Dónal from Sweden and Georgia from Australia stayed at the hotel to rest, but Caroline and Sam from Australia decided we should visit the Rainbow Park we had heard about. A quick taxi ride, and we were whisked into a magical world of…knockoff American cartoon characters! Taman Pelangi had everything from Disgruntled Avians (Angry Birds)…
to Arachnid Male (Spider Man)!
Greetings Feline (Hello Kitty) and Mikey Rodent (Mickey Mouse) also made appearances. (I don’t actually know what the characters were called, but I can only assume due to copyright infringement that they couldn’t be called by their original names.)

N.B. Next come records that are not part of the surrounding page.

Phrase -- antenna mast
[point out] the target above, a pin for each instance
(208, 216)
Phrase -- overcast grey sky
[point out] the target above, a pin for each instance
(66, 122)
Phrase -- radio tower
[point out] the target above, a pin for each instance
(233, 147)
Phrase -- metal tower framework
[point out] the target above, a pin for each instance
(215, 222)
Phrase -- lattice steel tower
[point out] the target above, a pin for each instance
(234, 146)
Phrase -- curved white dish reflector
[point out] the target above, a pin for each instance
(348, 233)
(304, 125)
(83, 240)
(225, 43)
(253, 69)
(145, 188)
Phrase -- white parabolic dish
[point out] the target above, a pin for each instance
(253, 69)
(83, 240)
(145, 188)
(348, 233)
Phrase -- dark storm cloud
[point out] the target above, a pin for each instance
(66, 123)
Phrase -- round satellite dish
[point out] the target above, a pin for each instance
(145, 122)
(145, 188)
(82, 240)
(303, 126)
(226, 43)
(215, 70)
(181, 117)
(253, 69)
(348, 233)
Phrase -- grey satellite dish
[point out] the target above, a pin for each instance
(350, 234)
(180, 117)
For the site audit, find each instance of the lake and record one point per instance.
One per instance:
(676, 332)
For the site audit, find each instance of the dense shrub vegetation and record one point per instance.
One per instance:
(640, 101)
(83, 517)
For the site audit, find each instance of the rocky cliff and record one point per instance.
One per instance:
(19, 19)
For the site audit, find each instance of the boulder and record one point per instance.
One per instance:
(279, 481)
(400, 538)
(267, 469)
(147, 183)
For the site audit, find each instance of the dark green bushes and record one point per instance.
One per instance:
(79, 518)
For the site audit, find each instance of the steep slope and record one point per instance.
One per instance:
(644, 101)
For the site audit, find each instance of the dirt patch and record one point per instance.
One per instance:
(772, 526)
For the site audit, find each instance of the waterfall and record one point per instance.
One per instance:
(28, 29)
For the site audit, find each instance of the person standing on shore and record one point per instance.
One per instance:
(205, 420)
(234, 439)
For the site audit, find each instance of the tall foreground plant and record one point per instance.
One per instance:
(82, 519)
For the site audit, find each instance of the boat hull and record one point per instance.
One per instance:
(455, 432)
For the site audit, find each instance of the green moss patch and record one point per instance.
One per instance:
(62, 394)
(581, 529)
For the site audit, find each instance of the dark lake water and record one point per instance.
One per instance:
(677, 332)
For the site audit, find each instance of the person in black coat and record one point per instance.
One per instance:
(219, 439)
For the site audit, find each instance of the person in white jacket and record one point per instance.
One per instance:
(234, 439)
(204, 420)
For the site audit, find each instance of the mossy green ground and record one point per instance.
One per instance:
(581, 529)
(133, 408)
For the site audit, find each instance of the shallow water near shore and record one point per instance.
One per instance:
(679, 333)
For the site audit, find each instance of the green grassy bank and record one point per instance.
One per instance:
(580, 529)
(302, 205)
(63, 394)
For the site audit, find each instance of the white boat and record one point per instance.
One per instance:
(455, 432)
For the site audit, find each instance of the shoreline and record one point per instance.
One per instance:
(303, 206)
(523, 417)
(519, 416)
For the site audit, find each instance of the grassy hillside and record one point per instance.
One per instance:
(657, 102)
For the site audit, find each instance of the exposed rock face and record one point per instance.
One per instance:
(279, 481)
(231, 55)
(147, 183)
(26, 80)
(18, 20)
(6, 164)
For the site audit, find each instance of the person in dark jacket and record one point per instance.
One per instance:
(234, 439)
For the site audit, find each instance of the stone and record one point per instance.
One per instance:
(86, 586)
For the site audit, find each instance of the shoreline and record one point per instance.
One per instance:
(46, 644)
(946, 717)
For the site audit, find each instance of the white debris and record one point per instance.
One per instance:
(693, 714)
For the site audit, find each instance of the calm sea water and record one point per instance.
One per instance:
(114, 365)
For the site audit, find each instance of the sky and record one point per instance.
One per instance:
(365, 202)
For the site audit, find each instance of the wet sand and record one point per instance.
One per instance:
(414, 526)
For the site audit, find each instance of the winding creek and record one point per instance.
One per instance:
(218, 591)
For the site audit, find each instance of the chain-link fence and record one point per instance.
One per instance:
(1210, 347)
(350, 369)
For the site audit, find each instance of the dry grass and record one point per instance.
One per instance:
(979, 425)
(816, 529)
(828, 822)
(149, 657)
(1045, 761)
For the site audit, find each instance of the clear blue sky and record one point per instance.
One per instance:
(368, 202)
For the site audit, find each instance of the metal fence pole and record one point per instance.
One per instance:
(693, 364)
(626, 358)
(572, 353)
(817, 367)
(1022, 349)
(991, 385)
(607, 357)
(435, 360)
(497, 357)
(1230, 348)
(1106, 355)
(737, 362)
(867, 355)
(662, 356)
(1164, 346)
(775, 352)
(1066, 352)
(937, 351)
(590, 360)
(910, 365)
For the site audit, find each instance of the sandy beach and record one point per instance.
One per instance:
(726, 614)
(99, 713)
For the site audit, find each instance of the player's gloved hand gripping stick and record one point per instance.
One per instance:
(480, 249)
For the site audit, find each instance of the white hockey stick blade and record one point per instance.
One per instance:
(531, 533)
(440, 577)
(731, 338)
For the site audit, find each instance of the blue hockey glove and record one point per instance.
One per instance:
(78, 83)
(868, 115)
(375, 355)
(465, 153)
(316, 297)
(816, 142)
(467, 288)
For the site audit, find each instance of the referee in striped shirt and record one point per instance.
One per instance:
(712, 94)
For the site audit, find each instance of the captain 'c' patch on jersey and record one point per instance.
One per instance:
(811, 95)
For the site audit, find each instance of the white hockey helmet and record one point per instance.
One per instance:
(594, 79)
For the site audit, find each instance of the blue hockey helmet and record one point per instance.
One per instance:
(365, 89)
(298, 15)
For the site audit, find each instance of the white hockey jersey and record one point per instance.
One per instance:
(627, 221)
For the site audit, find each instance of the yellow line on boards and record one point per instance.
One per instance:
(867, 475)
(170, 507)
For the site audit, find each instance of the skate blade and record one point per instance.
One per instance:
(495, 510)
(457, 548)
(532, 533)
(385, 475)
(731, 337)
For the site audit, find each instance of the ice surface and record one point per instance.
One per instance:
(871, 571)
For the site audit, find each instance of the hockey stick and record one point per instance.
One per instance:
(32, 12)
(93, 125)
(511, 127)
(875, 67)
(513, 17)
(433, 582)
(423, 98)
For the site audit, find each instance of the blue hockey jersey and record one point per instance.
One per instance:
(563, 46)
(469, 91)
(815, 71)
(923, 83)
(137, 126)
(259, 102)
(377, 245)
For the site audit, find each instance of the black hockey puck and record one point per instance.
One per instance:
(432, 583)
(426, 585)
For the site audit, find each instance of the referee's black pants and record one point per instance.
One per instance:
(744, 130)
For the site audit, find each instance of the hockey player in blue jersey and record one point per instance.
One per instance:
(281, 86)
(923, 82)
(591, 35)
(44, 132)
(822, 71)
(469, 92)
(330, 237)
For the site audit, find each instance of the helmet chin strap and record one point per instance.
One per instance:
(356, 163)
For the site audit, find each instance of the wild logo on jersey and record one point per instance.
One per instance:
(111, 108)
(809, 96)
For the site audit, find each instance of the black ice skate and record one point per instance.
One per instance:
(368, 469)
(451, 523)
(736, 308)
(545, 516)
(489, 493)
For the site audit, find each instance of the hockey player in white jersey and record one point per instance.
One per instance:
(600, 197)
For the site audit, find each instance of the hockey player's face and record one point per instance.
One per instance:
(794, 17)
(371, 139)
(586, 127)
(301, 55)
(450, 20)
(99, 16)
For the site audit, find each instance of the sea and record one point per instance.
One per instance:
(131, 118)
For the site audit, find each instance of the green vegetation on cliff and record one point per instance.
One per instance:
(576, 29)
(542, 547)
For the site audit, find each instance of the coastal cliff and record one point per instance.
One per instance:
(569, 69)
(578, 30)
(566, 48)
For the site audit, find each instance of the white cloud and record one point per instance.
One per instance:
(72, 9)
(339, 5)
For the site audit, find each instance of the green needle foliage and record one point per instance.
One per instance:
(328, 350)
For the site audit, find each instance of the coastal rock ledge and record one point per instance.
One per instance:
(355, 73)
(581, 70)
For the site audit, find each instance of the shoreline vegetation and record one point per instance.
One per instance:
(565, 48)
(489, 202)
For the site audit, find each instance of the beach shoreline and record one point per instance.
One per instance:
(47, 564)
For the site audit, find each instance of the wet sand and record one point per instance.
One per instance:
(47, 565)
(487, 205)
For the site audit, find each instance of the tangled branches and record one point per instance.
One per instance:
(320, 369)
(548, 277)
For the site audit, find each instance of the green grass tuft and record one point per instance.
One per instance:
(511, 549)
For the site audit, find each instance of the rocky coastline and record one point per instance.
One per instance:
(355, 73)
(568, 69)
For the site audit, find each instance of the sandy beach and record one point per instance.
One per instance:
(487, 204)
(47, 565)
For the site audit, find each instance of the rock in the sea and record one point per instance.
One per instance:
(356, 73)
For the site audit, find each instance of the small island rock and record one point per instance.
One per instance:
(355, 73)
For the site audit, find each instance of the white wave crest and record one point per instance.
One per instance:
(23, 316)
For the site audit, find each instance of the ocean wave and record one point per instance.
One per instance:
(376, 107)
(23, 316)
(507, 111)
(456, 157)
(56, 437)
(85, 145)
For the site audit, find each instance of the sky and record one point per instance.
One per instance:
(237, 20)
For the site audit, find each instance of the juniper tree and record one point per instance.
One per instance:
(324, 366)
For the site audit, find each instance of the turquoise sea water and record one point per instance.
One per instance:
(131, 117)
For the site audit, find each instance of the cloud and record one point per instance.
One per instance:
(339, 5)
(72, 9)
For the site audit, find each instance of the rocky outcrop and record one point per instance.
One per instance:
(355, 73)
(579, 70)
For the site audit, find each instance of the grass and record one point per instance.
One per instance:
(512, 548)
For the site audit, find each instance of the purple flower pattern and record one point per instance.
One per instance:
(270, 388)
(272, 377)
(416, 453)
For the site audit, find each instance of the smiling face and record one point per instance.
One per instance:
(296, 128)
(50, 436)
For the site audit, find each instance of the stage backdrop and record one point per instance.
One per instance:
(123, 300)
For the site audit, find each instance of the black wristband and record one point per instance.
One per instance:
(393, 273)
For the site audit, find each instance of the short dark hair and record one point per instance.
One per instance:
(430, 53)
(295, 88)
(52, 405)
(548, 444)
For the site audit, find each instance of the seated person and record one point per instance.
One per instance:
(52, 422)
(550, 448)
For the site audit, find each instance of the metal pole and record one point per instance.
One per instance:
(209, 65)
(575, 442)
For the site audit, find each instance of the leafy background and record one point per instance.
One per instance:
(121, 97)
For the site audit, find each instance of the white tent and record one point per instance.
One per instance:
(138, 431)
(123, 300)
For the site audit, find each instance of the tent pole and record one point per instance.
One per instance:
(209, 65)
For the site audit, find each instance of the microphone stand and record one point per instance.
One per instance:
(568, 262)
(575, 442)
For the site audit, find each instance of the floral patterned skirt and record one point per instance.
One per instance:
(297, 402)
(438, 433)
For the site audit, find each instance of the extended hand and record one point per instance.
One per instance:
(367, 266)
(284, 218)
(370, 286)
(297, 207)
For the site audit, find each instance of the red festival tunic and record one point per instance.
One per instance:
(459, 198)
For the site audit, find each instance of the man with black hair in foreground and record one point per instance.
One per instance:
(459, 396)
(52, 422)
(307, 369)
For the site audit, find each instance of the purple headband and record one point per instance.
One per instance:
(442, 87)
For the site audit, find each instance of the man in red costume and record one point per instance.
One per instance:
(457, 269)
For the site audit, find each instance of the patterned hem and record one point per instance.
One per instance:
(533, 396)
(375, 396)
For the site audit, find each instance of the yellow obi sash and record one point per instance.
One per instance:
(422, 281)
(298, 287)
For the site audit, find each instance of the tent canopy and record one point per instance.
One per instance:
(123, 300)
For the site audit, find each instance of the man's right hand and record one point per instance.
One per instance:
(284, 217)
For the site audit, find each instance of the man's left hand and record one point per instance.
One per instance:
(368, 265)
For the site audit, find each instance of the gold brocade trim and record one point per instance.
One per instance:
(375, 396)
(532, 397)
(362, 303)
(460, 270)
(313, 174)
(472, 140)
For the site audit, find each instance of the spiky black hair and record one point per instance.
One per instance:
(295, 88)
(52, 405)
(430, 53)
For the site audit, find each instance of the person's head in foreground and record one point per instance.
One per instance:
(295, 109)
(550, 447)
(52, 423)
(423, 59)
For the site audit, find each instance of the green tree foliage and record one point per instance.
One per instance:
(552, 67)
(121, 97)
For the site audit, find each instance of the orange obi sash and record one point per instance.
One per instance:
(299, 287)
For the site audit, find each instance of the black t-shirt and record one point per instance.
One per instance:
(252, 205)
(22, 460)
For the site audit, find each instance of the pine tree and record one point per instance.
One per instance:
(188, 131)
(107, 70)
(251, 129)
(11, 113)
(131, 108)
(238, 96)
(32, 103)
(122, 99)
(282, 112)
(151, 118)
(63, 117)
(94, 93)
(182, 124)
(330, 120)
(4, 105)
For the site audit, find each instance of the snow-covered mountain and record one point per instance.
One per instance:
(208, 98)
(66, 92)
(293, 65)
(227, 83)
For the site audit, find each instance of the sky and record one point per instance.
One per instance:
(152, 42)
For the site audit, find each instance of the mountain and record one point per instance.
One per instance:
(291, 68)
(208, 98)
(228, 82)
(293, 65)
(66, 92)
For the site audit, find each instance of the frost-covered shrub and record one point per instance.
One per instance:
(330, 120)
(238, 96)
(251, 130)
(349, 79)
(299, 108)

It was surprisingly challenging to stay standing up, so we wobbled and crashed around for a good 5 minutes, and by the end, we were all gasping for air – partly from laughing, and partly because we had been inhaling and exhaling the same air for 5 minutes. The inside of the ball was so foggy I could barely tell where the pier was!
Miraculously, we emerged from our hamster balls safe – if not a little sweaty, damp (from water leakage), frizzy-haired, brush-burned and light-headed.
I have no hesitations in saying that was easily one of the top 10 sketchiest things I’ve ever done in my life!
After our bout of Bola Air, we were clearly up for some more unhealthy decisions, and Caroline suggested stopping at McDonald’s (or what she kept calling “Macker’s”) to compare the burgers in Indonesia to the ones back home!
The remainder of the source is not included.